Diabetic Retinopathy & Diabetic Macular Edema

What is Diabetic Retinopathy?

Diabetic retinopathy (DR) is a condition where the small blood vessels in the retina are damaged by the high blood sugar levels in patients with diabetes. The retina is the part of the eye responsible for detecting light signals, which the brain then interprets as vision. If left untreated, diabetic retinopathy can lead to blindness.

What is Diabetic Macular Edema?

Diabetic macular edema (DME) is a condition seen in diabetic patients where damaged blood vessels in the central part of the retina, called the macula, starts to leak fluid and lipids into the macula. This condition results in decline of central vision, and can ultimately lead to blindness if untreated.

What are the symptoms of diabetic retinopathy and diabetic macular edema?

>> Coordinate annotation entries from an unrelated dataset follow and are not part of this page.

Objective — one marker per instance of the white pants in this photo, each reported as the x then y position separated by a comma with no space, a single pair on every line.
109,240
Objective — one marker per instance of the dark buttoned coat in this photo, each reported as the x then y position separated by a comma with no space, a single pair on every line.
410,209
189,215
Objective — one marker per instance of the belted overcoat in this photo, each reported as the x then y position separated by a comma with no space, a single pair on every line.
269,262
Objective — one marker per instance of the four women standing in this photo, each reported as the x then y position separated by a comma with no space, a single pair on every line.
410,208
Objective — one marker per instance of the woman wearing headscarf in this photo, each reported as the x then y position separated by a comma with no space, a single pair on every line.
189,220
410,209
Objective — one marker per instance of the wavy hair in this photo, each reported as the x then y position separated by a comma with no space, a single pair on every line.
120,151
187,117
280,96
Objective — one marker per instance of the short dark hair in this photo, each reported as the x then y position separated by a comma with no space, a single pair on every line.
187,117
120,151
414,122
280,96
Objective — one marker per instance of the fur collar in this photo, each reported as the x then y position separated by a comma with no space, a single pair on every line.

There are usually no symptoms until advance stages of the disease.  Symptoms can include blurred, double, or distorted central vision, floaters, partial or total loss of vision, or eye redness and pain.

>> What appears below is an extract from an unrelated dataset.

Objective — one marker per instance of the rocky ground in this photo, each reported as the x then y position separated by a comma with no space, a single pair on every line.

Should I get my eyes checked if I have diabetes?

Yes, all patients with diabetes should have an eye examination, including a dilated eye examination, at least once a year. An optical coherence tomography (OCT) scan may be required to screen for diabetic macular edema. Patients who have diabetes are also at higher risk for glaucoma and cataracts, so regular eye examinations are important to detect these conditions before they affect vision irreversibly.

When is treatment for diabetic retinopathy required?

Prevention of diabetic retinopathy is the most important. By controlling the blood sugar levels and other associated conditions like high blood pressure and high cholesterol, you can slow down the development of diabetic retinopathy. However, some patients who have had diabetes for a long time may still develop diabetic retinopathy even with good blood sugar control.


You may need treatment for diabetic retinopathy if the macula is affected (Diabetic macular edema), or when abnormal blood vessels have formed (proliferative diabetic retinopathy).  Early treatment is needed to prevent progression to more severe disease, such as bleeding inside the eye (vitreous haemorrhage), retinal detachment or severe glaucoma (neovascular glaucoma).

What treatments are available for diabetic retinopathy and diabetic macular edema?

Treatment options include:

Laser treatment (pan retinal photocoagulation).

Pan retinal photocoagulation is a non-surgical procedure which involves the use of laser to treat areas of the retina with poor blood supply, thereby limiting the growth of abnormal blood vessels. The procedure typically takes 10-20 minutes and is performed over 2 or 3 sessions to adequately treat the retina. Patients may feel slight pain during the procedure.


Eye injections (intravitreal anti vascular endothelial growth factor and steroids)

Injections of anti-vascular endothelial growth factors (anti-VEGF), is an effective treatment for diabetic retinopathy. Anti-VEGF helps to stop the growth of, and shrink abnormal blood vessels in the retina. It is also the gold standard treatment for diabetic macular edema, and helps to improve vision by removing the fluid in the macula and stopping further leakage. Intravitreal steroids are another effective treatment for diabetic macular edema.


Intravitreal injections are delivered with a fine needle into the eye, under topical anaesthesia. There is usually no pain associated with this procedure.


Surgery (vitrectomy).

Surgery may be required in some patients with very advanced diabetic retinopathy, where there is bleeding inside the eye, or if the retina is detached due to scar tissue formation.